Taka tam miesięcznica…
A przy okazji co nieco o konstrukcji mojego posłania – śpię na drewnianym łóżku z bardzo wysokimi nogami. Właściwie to mógłby to być stół. Na tym leży gruby na wysokość dłoni materac; miękki jak diabli. Zawinięty w śpiwór (bo w nocy nieco ziębi), kulam się w tym posłaniu jak odwrócony żółwik. Dziś rano zdałem sobie sprawę, że i ja muszę poćwiczyć – szybkie wstawanie z tego ustrojstwa.
Tak na wszelki wypadek.
Współpraca wysokiego ryzyka
- To oni mogą tu wchodzić? – zdumienie na twarzy wojskowego wydało mi się zabawne, zaraz jednak przypomniałem sobie, że jest w Afganistanie pierwszy raz. Teraz zaś przyleciał na rekonesans, by na dłużej pod Hindukuszem wylądować w 2014 roku. Jego zdziwienie wiązało się z obecnością na stołówce afgańskich żołnierzy i policjantów – do tej pory sądził, że lokalsi nie mają prawa wstępu do takich miejsc. Że generalnie ich obecność w bazach koalicji jest mocno ograniczona. Wojskowy był na świeżo po informacjach o kolejnym ataku green on blue, jak określa się próby zabicia żołnierzy koalicji przez członków afgańskich sił bezpieczeństwa, sprzyjających rebelii.

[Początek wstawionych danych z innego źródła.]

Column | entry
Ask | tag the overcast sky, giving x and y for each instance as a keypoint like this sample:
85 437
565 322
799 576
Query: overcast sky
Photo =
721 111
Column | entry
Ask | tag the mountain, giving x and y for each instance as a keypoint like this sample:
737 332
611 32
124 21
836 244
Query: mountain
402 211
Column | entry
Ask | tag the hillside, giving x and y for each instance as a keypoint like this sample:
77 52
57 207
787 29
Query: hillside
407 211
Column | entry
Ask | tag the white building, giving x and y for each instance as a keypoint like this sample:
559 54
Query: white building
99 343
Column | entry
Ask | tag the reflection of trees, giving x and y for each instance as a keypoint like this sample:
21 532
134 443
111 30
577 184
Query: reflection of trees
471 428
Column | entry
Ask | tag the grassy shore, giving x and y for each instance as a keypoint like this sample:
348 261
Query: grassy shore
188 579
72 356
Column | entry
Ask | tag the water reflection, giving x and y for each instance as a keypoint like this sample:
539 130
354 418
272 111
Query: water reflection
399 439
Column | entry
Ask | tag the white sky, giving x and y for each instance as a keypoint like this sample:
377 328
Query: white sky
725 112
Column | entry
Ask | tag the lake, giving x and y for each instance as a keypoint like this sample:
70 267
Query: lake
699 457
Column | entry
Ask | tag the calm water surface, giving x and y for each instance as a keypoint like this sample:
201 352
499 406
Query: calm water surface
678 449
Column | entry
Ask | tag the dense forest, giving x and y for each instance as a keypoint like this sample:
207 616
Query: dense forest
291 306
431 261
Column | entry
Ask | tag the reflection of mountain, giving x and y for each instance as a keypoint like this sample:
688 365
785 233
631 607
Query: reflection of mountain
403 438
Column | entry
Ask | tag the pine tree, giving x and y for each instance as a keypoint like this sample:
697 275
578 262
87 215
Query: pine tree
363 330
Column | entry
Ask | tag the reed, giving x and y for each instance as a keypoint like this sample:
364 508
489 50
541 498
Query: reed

Świadkiem owej konfuzji byłem w Bagram, lecz w Ghazni jest podobnie – na difaku jada się obok Afgańczyków, szczególnie dużo jest tu ochroniarzy z firmy KBSS.
Swoją drogą, zdumiewająca jest ilość pochłanianego przez tych niedużych – w porównaniu z Europejczykami czy Amerykanami – mężczyzn, jedzenia…
Ale to nie jedyni Afgańczycy, których można zastać na stołówce. Duża część personelu difaktu rekrutowana jest na lokalnym rynku pracy. Mimo naturalnych obaw, że jest to środowisko infiltrowane przez rebeliantów, do jakiejś spektakularnej tragedii nie doszło. Jak to ujął swego czasu jeden z moich mundurowych kolegów:
- No, nie wytruli nas. Czyli są pod kontrolą.
Za to sami Afgańczycy nie uniknęli tragedii. Oficer kontrwywiadu dał mi do zrozumienia, że nie powinienem informować o skutkach ostrzałów bazy. Napiszę więc tylko, że w jednym z niedawnych ataków ucierpieli afgańscy cywile również z tej strony muru.
- Jeden ranny chłopaczek wył tak głośno, że słyszałem go, będąc dobrych dwieście metrów dalej – wspomina żołnierz, którego atak zastał w bazie.
Dziarski przedziałek
Bez zgody dowódcy kontyngentu nie ma mowy o udziale w jakimkolwiek patrolu. Czekając na zielone światło, wstąpiłem do najlepszego zakładu fryzjerskiego w Gazowni. To rzecz jasna żart, bo Marek – jeden z oficerów prasowych – strzyżeniem zajmuje się okazyjnie.
Muszę przyznać, że idzie mu to nieźle, zwłaszcza zaś popisowy numer, czyli wygolenie środka głowy. Obowiązkowo utrwalone na zdjęciu, czemu i ja się poddałem.
A poza tym robię dziś za listonosza, dostarczającego przywiezione paczki, odwiedzam znajomych i… wytapiam tłuszcz. W Ghazni palące słońce.